"Alf P. Steinbach" <
alf.p.stein...@gmail.com> writes:
> This tutorial, if it works (it's an experiment), is intended to work
> this way:
>
> * I post some working code.
> * Learner(s) study it and ask about things.
> * Others answer questions and post critique or get bogged down in long
> sub-threads about sausages and swearing.
>
> The following code augments the basic sorted binary tree code in part
> 1 with a difference of subtree heights in each node, which will be
> needed for balancing, and debug/exploration output of the tree
> structure, ditto -- since we're getting closer to some awesome
> complexity.
Great!
I have a generic suggestion before we get to the balancing part.
Usually trees like this are used to implement sets, not
multi-sets. The allowing of multiple keys with the same value is
really just a distraction here. I suggest simply dropping
repeated key values on the floor, or if you want to include them
put a count in each node and increment the count when you find a
duplicate.
> When tree balancing is added (in part 3?) the subtree height
> differences will naturally reduce to the range -1 ... +1, since as
> soon as a difference of magnitude 2 occurs it will be balanced
> away. And then there can possibly be some good optimizations due to
> that. I have yet to read up on balancing in e.g. Wikipedia, so I only
> have vague recollections of ?red black? trees etc., but hopefully
> there's nothing more to it than optimizing the representation,
> updating and use of the differences for a guaranteed tiny three-value
> range.
I have some comments below just on the balancing part, and will
elide (without markings) some of the rest of the code.

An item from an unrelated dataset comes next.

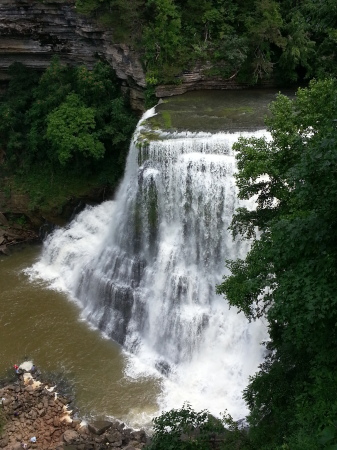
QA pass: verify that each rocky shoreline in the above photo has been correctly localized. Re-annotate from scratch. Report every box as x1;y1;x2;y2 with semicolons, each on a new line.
0;362;149;450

(Hopefully I haven't cut out anything essential.)
> [code]
> #include <stack> // std::stack
> #include <stdlib.h> // abs(int)
> #include <string> // std::(string, to_string)
> #include <utility> // std::move
>
> namespace my {
> using cppx::popped_top_of;
> using std::stack;
>
> using Value = double;
>
> class Tree
> : public cppx::No_copy_or_move
> {
> private:
> struct Node
> {
> Node* left;
> Node* right;
> Value value;
> int height_diff; // right subtree height -
> // left subtree height
> };
>
> Node* root_ = nullptr;
>
> // Called after a new node, the `p_new_child`, has been inserted:
> void update_height_differences(
> Node* const p_new_child,
> stack<Node*> parent_nodes
> )
> {
> Node* p_child = p_new_child;
> while( not parent_nodes.empty() )
> {
> Node* const p_parent = popped_top_of( parent_nodes );
> int& height_diff = p_parent->height_diff;
> int const old_height_diff = height_diff;
>
> height_diff += (p_parent->right == p_child? +1 : -1);
>
> bool const this_height_increased =
> (abs( height_diff ) > abs( old_height_diff ));
> if( not this_height_increased )
> {
> break;
> }
> p_child = p_parent;
> }
> }
>
> public:
> void add( Value const& value )
> {
> stack<Node*> parent_nodes;
> Node** p_ptr = &root_;
> while( *p_ptr != nullptr )
> {
> Node*& ref_ptr = *p_ptr;
> parent_nodes.push( ref_ptr );
> p_ptr = &(value < ref_ptr->value? ref_ptr->left : ref_ptr->right);
> }
> *p_ptr = new Node{ nullptr, nullptr, value, 0 };
> update_height_differences( *p_ptr, move( parent_nodes ) );
> }
>
> };
> } // my
This way of maintaining the balance factors uses more machinery
than it needs to.
A key idea in AVL tree update is that no stack is needed to
update the height differences. The same property holds when
no rebalancing is being done. Here is a sketch for how to
do that (ie, in the case here where there is no rebalance).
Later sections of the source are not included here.